No more committal to one’s nation can be military service risking the ultimate sacrifice.

 

Nationalism is premised upon placing the rights of the nation’s people and the national interest above all other interests, surpassing individual or group interests.  Nationalism a sense of national consciousness, placing primary emphasis on promotion of its culture and interests as opposed to those of other nations or supra-national groups within the nation state’s geo-territorial realm.

Types of Nationalism

Unlike generic globalist ideologies (aka Left/Right/Moderate/Greens) where a ‘one-size-fits-all’ mantra gets imposed upon the local people undemocratically; instead nationalist ideology is inherently custom-designed to suit the aspirations and needs of ordinary native patriots.  This is because it is the native patriots who are entrusted shape and decide the type and specifics of nationalism to best serve the nation and with it, the native-born patriots.

It’s a simple but effective concept and ideology.  The design is malleable.

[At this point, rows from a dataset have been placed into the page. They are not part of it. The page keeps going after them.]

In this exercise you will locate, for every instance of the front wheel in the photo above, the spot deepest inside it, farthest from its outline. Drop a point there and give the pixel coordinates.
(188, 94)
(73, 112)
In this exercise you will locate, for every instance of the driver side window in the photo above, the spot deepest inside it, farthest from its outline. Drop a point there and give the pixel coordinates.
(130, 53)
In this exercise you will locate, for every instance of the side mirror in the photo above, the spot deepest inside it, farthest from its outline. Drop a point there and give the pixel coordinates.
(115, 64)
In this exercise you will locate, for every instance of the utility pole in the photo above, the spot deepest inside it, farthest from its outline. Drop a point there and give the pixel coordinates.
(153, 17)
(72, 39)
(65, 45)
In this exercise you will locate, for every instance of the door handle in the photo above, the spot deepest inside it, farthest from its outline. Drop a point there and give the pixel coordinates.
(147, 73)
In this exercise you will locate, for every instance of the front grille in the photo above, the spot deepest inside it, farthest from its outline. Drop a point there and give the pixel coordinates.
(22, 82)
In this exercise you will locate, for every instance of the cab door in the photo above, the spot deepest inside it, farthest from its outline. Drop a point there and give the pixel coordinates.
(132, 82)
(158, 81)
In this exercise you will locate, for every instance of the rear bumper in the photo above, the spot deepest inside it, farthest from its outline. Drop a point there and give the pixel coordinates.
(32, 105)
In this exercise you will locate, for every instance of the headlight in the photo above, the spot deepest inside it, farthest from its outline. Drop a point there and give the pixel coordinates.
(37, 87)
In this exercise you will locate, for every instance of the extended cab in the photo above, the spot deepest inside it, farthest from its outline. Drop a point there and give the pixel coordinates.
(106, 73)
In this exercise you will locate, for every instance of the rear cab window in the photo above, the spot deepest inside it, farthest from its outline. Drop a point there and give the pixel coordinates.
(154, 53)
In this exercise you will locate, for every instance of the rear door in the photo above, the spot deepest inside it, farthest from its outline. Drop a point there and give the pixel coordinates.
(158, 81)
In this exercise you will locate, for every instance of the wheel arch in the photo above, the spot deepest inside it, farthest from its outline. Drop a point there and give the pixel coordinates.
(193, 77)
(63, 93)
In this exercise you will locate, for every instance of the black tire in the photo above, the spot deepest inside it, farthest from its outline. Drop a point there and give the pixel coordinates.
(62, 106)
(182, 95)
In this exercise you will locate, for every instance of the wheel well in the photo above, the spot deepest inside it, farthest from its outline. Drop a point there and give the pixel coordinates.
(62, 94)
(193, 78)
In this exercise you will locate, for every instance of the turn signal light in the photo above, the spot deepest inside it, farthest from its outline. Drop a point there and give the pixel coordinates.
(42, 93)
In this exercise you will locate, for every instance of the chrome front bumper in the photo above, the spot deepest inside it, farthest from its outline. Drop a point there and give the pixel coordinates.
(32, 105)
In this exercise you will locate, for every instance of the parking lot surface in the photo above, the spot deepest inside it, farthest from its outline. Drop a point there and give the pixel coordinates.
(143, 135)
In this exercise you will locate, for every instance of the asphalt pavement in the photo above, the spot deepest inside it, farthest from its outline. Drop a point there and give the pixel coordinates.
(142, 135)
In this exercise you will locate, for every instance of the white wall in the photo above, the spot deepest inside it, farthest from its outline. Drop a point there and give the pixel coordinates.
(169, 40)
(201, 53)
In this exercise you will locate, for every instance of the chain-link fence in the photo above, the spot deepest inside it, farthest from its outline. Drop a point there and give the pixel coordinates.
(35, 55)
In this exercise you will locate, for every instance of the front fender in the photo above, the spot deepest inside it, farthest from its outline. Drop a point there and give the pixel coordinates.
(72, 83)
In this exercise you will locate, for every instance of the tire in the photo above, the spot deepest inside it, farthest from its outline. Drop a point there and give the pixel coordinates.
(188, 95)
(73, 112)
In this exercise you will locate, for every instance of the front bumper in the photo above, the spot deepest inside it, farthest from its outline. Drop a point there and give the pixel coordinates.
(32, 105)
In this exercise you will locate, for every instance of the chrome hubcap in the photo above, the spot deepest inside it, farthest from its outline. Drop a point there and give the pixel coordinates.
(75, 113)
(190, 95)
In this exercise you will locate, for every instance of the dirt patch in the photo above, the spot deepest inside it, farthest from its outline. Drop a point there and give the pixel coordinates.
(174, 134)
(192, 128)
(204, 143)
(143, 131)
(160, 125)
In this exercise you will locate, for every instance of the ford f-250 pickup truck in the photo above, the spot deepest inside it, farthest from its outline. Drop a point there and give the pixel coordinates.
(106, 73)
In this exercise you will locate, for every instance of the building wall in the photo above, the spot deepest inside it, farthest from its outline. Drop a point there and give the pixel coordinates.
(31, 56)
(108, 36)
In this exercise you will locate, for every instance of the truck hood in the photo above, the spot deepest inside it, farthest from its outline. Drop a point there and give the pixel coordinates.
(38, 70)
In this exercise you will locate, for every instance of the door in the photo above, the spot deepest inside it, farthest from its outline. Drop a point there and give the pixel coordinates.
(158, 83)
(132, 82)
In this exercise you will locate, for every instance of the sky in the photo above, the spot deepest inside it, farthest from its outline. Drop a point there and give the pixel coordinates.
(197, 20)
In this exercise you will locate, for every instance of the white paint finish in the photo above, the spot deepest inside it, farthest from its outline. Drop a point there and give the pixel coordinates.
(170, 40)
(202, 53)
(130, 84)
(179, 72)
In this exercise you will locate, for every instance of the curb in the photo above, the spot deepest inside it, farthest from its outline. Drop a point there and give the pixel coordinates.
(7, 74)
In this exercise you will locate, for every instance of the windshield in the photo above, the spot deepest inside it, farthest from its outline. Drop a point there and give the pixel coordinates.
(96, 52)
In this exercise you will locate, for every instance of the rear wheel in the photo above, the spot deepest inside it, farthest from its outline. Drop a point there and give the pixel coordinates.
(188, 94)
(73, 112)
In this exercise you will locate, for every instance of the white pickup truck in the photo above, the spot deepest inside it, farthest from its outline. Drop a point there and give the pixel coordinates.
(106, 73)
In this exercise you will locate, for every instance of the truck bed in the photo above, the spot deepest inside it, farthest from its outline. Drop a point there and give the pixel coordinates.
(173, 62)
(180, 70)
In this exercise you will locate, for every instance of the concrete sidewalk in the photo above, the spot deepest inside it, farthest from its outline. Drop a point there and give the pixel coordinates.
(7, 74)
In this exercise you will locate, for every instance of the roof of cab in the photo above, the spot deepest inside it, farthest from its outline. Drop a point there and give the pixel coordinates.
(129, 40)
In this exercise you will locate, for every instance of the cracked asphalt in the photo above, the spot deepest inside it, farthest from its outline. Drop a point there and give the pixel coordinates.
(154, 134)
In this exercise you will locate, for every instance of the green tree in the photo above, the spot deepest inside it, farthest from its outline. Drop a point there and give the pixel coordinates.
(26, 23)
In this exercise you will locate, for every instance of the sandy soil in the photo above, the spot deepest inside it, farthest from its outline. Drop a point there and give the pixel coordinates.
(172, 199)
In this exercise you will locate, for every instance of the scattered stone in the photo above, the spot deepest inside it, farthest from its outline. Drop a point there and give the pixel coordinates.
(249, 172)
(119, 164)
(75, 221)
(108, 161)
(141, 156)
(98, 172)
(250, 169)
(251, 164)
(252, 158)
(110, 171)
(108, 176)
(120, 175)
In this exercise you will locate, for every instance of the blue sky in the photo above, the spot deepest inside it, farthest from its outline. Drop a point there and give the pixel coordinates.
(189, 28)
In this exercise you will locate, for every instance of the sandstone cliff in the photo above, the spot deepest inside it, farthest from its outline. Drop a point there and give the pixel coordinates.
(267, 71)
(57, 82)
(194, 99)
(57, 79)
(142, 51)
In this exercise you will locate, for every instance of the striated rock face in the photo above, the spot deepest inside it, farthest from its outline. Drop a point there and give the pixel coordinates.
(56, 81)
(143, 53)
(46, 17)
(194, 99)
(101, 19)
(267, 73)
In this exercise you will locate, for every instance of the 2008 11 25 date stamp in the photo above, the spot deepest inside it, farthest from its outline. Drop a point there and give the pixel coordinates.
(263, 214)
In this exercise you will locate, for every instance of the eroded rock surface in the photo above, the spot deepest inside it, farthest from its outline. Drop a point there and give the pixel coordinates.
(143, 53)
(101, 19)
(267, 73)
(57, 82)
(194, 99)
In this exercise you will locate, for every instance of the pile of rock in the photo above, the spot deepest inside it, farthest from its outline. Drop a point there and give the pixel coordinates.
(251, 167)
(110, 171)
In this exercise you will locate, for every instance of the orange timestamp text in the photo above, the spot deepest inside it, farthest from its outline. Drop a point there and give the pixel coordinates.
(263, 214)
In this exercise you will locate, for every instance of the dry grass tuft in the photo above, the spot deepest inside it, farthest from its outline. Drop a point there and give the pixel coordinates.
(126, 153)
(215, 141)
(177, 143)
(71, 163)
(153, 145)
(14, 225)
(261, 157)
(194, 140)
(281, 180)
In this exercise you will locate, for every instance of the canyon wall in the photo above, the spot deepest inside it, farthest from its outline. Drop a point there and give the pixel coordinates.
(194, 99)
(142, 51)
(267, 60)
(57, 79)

If the ordinary people want to change things, they vote and things get changed. Powerful globalist interests have no say.

When a native-born begins to explore his/her national loyalty deeper beyond patriotism and into the ideology of nationalism, complexity and choice present.  The world is a complex place of hundreds of nations that have emerged and evolved in very different societies, who have uniquely in many respects fashioned their own brands of nationalism in response to specific geo-political variables and circumstances in order to achieve native-born aspirations for freedom and independence.

Nationalism may manifest itself as part of official state ideology or as a popular non-state movement and may be expressed along quite differing bases – geo-territorial, ethnic, cultural, civic, etc.  The following types of demonstrated nationalism have been demonstrated in the birth of nation states around the globe:

  1. Territorial Nationalism
  2. Ethnic Nationalism
  3. Ethno-territorial Nationalism
  4. Cultural Nationalism
  5. Romantic Nationalism
  6. Dominion Nationalism.
  7. Liberation Nationalism

Territorial Nationalism

Territorial nationalism describes a form of nationalism based on the belief that all inhabitants of a particular geographic territory ought to unite and share a common national identity, regardless of their ethnic, linguistic, religious, cultural and other differences. Depending on the political or administrative status of a particular territory, territorial nationalism can be manifested on two basic levels, as territorial nationalism of distinctive sovereign states, or territorial nationalism of distinctive sub-sovereign regions (regional nationalism).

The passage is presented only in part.